= Vitascan =

Television camera system

Vitascan (sometimes alternately spelled VitaScan) was an early color television camera system developed by American television equipment manufacturer DuMont Laboratories. Development began in 1949 and the product was released on an experimental basis in 1956. Vitascan was fully compatible with the NTSC color system, and DuMont Labs hoped the system would catch on in the television industry.

However, Vitascan cameras only worked indoors, due to Vitascan being in essence a flying-spot scanner based system. The system's camera basically worked in reverse by projecting a light through the camera's lens onto the subject from a cathode ray tube, or CRT, mounted behind the lens (instead of a pickup tube like conventional television cameras), providing the "flying spot". Four photomultiplier tubes (two for red, one for green, and one for blue) mounted inside special "scoops" placed in the studio and pointed at the subject would pick up the light from the camera's CRT and produce the final image to be televised.

Normally, with any flying-spot scanned system, the area between the flying-spot CRT and photomultiplier tubes (the whole studio in Vitascan's case) would have to be completely darkened, in order to prevent any other light, besides the light for the flying spot from the CRT, from interfering with the photomultiplier tubes. Darkening the whole room would make things quite inconvenient for any talent present in a Vitascan studio, but to get around this, strobe lighting was used in the studio for the aid of the talent. The strobe light, referred to as a "sync-lite" by DuMont, would light up only when the photomultiplier scoops were in the vertical blanking intervals of the video they would generate, to prevent any light interference to the photomultiplier tubes. Due to this, the system could not be used outdoors because sunlight would interfere during the scanning phase.

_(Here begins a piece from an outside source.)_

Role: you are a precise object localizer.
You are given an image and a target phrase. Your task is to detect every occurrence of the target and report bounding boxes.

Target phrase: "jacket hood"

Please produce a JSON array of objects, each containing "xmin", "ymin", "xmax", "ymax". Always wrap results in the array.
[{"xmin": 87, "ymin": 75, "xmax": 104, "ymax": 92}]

From 1956 to 1959, Vitascan cameras were in use at independent television station WITI in Milwaukee, Wisconsin, for its local TV news programs. However, the limitations of the cameras caused WITI to eventually return to monochrome cameras. The television industry never adopted Vitascan, and television stations continued to operate mostly in black-and-white for many more years. Vitascan, like earlier DuMont technologies such as the Electronicam, failed to catch on.